When humanity faces what appears to be an insurmountable challenge requiring ingenuity, creativity, brain power, (etc.) ... killer diseases have been solved with advances in medicines; flight and then space travel has been conquered; intergalactic vision has been achieved with the Hubble Telescope orbiting the Earth; Dick Tracy-like communicators are now in the pockets of about a billion teenagers worldwide; etc., etc. With at least most of these achievements, what started as science fiction imagination, became a dream pursued and solved.

Now I'll opine on a science fiction dream that hopefully some future scientists and engineers can turn into reality. Imagine a mechanism that could be as affordable and ubiquitous as fire extinguishers that could be a defense mechanism against tornadoes, with any one hand-held 'tornado-extinguisher' having the power to neutralize a tornado. Have you ever even seen that sci-fi concept contemplated anywhere? Sure, this vision/dream is "out there" ... but, could it be akin to a generation ago having a warehouse-sized computer getting miniaturized by the early 21st Century so that the comparable computing power can now reside on a device that fits in one's pocket?

To my knowledge, the dream/challenge I am floating has no serious inquiry. These days weather experts try to improve their predictive abilities about tornadoes. Some chase tornadoes to observe, record and study the phenomena of tornadoes ... all basically with a goal of being better at predicting so that better advance notice can be given so folks have more time to flea or hunker down. I am flipping the paradigm. Rather than run and hide, face it, fight it, kill it.

Where would a person (vastly smarter than me) start with trying to solve this riddle? We know that tornadoes involve conical wind, low pressure, 'almost' all spin counter clockwise in the northern hemisphere, and other environmental characteristics. In their dissipating stage, tornadoes narrow into shapes resembling tubes or ropes. What causes dissipation? Is there an action that can be taken to accelerate the dissipation process. Is there a way to 'decapitate' a tornado? Is there a way to smother or choke-off the energy source of a tornado? Is there a way to pull-up a tornado (off the ground)? Is there a way to anticipate a emerging weather pattern known to spawn tornadoes, attack and disburse the converging weather patterns before they merge to spawn? What draws a tornado to take a path (terrain?, lower air pressure? other factors?). If factors influencing tornado path direction can be understood, can action be taken to "bait" a tornado to take a different path (i.e.: up, or away from population centers)?
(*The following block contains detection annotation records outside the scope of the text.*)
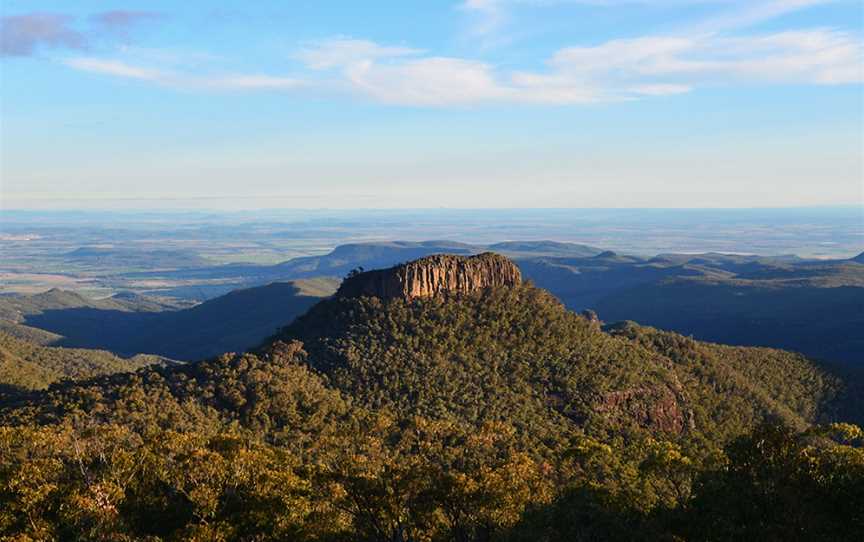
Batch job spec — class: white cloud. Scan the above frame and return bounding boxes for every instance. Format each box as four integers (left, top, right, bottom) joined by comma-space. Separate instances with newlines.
63, 57, 305, 90
297, 38, 422, 70
459, 0, 855, 41
296, 29, 864, 106
64, 57, 168, 82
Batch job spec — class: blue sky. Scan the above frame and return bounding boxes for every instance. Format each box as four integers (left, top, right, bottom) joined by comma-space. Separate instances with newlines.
0, 0, 864, 209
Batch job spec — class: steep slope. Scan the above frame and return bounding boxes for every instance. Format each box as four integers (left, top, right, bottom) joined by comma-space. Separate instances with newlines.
0, 333, 166, 395
0, 256, 864, 542
0, 279, 338, 361
594, 280, 864, 366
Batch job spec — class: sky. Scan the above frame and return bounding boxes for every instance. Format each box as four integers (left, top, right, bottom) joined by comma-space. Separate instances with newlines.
0, 0, 864, 209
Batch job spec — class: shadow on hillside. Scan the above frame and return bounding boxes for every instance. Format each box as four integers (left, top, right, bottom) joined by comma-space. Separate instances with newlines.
26, 283, 330, 361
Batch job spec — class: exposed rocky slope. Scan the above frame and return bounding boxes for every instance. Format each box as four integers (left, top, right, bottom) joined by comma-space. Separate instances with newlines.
336, 252, 522, 299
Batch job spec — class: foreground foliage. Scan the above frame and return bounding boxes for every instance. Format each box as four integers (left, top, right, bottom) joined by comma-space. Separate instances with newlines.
0, 287, 864, 542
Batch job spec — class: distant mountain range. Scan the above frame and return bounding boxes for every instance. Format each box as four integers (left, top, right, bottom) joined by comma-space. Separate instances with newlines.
0, 278, 339, 360
0, 254, 864, 542
0, 241, 864, 365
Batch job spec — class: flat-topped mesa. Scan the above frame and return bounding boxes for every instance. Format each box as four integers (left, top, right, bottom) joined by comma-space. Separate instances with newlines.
336, 252, 522, 299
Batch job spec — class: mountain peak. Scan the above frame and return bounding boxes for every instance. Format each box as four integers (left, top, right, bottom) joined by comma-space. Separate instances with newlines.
336, 252, 522, 299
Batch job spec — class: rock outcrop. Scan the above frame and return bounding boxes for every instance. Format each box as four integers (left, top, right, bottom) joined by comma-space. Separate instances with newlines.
336, 252, 522, 299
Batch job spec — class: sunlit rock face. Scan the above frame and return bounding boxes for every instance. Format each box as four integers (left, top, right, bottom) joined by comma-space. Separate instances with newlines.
336, 252, 522, 299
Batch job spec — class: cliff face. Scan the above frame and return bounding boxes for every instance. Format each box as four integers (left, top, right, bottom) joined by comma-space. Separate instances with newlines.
336, 252, 522, 299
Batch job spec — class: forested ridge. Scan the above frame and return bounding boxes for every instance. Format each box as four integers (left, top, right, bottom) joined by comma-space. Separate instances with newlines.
0, 285, 864, 542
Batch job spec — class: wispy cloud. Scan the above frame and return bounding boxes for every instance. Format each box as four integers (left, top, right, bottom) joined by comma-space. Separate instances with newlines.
63, 57, 306, 91
0, 13, 87, 56
459, 0, 842, 40
296, 37, 423, 70
46, 0, 864, 107
0, 11, 158, 56
296, 29, 864, 106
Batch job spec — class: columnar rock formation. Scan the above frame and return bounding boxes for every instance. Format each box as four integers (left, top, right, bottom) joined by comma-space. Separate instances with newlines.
336, 252, 522, 299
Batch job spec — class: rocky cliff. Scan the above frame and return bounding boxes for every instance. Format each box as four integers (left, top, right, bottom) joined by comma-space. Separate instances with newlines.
336, 252, 522, 299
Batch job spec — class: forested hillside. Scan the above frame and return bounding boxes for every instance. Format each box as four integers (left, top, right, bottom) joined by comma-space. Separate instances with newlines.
0, 332, 166, 397
0, 278, 864, 542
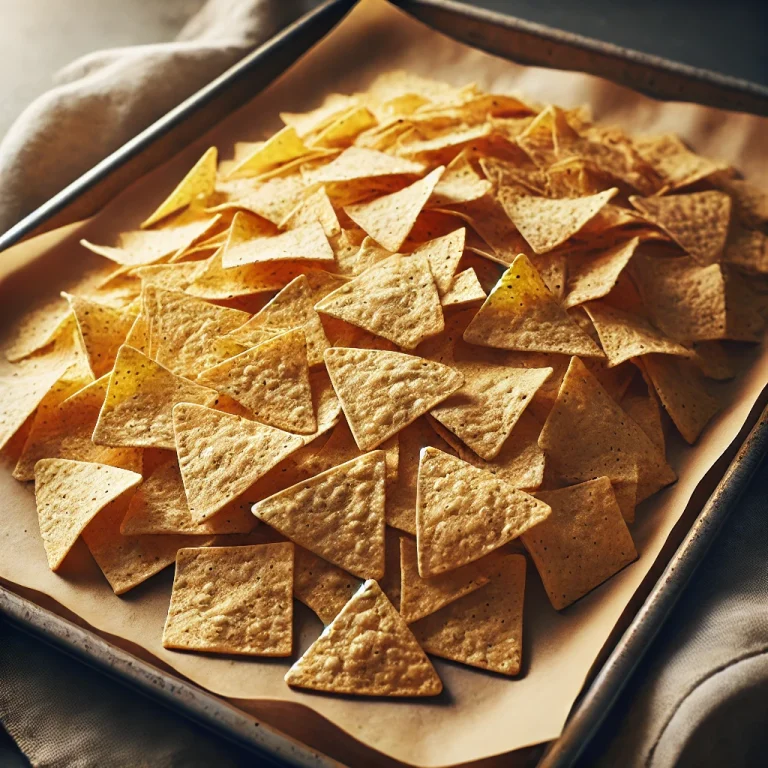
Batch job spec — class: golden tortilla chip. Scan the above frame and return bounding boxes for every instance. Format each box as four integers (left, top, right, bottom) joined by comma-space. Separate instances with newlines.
523, 477, 637, 611
464, 254, 603, 357
411, 555, 525, 675
35, 459, 141, 571
643, 355, 720, 445
163, 543, 293, 656
141, 147, 218, 229
325, 347, 464, 451
499, 187, 618, 253
198, 328, 317, 434
253, 451, 386, 579
315, 254, 444, 349
93, 346, 217, 449
285, 580, 443, 696
431, 362, 552, 461
400, 536, 489, 624
629, 190, 731, 266
416, 448, 549, 577
344, 166, 444, 253
173, 403, 303, 523
13, 375, 142, 480
584, 301, 688, 368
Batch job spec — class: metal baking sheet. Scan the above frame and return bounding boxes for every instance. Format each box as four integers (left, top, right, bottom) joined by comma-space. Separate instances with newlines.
0, 0, 768, 768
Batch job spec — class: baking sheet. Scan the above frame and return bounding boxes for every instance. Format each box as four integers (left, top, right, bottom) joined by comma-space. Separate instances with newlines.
0, 0, 768, 766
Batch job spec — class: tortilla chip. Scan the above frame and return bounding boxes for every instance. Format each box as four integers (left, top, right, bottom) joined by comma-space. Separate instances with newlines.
643, 355, 720, 445
93, 346, 217, 449
198, 328, 317, 434
464, 254, 603, 357
173, 403, 303, 523
13, 375, 142, 480
35, 459, 141, 571
285, 580, 443, 696
584, 301, 688, 368
411, 555, 525, 675
315, 254, 444, 349
629, 190, 731, 266
431, 362, 552, 461
293, 545, 360, 624
539, 357, 675, 502
325, 347, 464, 451
522, 477, 637, 611
400, 536, 489, 624
499, 187, 618, 253
563, 237, 640, 309
253, 451, 386, 579
416, 448, 549, 577
344, 166, 444, 253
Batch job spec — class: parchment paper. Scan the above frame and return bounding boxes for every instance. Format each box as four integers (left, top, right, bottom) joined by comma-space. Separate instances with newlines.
0, 0, 768, 766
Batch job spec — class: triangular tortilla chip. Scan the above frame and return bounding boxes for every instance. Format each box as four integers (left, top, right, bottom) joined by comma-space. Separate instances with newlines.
285, 580, 443, 696
413, 227, 467, 296
629, 190, 731, 266
431, 361, 552, 461
120, 457, 257, 536
464, 254, 603, 357
539, 357, 675, 502
325, 347, 464, 451
141, 147, 218, 229
315, 254, 444, 349
584, 301, 688, 368
173, 403, 303, 523
523, 477, 637, 611
344, 166, 444, 253
198, 328, 317, 434
13, 375, 142, 480
416, 448, 549, 577
163, 543, 293, 656
65, 294, 135, 379
643, 355, 720, 445
35, 459, 141, 571
221, 221, 334, 267
93, 346, 217, 449
563, 237, 640, 309
500, 187, 618, 253
253, 451, 386, 579
411, 555, 525, 675
400, 536, 489, 624
230, 275, 330, 365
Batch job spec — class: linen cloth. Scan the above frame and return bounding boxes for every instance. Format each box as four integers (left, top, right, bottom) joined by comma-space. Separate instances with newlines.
0, 0, 768, 768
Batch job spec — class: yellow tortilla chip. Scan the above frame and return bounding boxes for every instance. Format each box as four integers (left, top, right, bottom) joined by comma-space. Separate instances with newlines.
315, 254, 444, 350
325, 347, 464, 451
141, 147, 218, 229
464, 254, 603, 357
173, 403, 303, 523
285, 580, 443, 696
499, 187, 618, 253
93, 346, 217, 449
163, 543, 293, 656
629, 190, 731, 266
198, 328, 317, 434
253, 451, 386, 579
523, 477, 637, 611
35, 459, 141, 571
416, 448, 550, 577
344, 166, 444, 253
400, 536, 489, 624
13, 374, 142, 480
584, 301, 688, 368
411, 555, 525, 675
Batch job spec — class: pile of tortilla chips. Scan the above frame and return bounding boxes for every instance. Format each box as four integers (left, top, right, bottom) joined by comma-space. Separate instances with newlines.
0, 72, 768, 696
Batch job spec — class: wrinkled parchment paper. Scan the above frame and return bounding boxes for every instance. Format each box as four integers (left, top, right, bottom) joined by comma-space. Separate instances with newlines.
0, 0, 768, 766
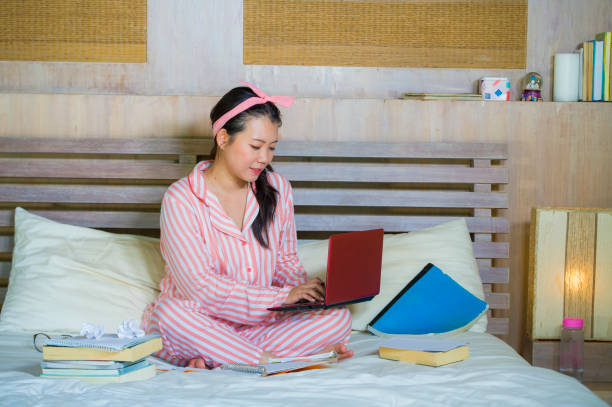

This Wikipedia page (http://en.wikipedia.org/wiki/Tornado) gives a thorough overview of tornadoes. Of course scientists have studied tornadoes for generations. Scientists studied the stars for centuries ... but not until the the last half century did the will and determination get focused on achieving space flight.

It is so painful to watch the suffering of those victimized by annual tornadoes. While one of the most popular TV shows in recent years ("Extreme Makeover") celebrates significant improvements to a home per week for their ~20-25 week season, think of the hundreds (and in years like 2011 - thousands) of homes destroyed by tornadoes. Frankly I am sick of humanity getting terrorized by these beasts.
To rehash a cliched call to action from half a century ago " ... if we can put a man on the moon in less than a decade, then ... " (let's figure out how to kill tornadoes!). Nothing is impossible to determined innovators!